Artificial Life and Robotics | 2009
Mohd Saberi Mohamad; Sigeru Omatu; Safaai Deris; Michifumi Yoshioka
The application of microarray data for cancer classification has recently gained in popularity. The main problem that needs to be addressed is the selection of a small subset of genes from the thousands of genes in the data that contribute to a disease. This selection process is difficult due to the availability of a small number of samples compared with the huge number of genes, many irrelevant genes, and noisy genes. Therefore, this article proposes an improved binary particle swarm optimization to select a near-optimal (small) subset of informative genes that is relevant for the cancer classification. Experimental results show that the performance of the proposed method is superior to the standard version of particle swarm optimization (PSO) and other previous related work in terms of classification accuracy and the number of selected genes.
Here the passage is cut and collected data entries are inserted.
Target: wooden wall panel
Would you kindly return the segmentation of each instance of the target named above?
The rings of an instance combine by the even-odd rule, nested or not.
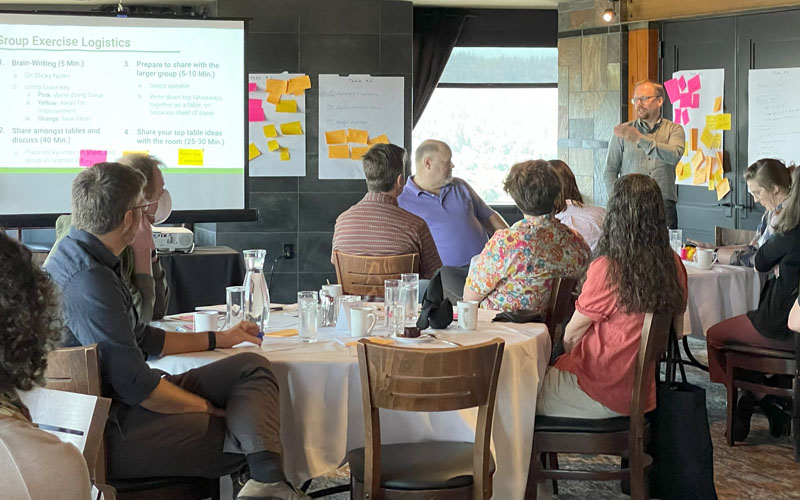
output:
[[[628,32],[628,102],[633,98],[633,86],[642,80],[658,81],[657,29],[638,29]],[[628,106],[628,120],[633,120],[636,110]]]
[[[661,21],[800,5],[800,0],[623,0],[625,21]]]

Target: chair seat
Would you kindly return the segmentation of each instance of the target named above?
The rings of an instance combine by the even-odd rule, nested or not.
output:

Artificial Life and Robotics | 2009
Mohd Saberi Mohamad; Sigeru Omatu; Safaai Deris; Muhammad Faiz Misman; Michifumi Yoshioka
Gene expression technology, namely microarrays, offers the ability to measure the expression levels of thousands of genes simultaneously in biological organisms. Microarray data are expected to be of significant help in the development of an efficient cancer diagnosis and classification platform. A major problem in these data is that the number of genes greatly exceeds the number of tissue samples. These data also have noisy genes. It has been shown in literature reviews that selecting a small subset of informative genes can lead to improved classification accuracy. Therefore, this paper aims to select a small subset of informative genes that are most relevant for cancer classification. To achieve this aim, an approach using two hybrid methods has been proposed. This approach is assessed and evaluated on two well-known microarray data sets, showing competitive results.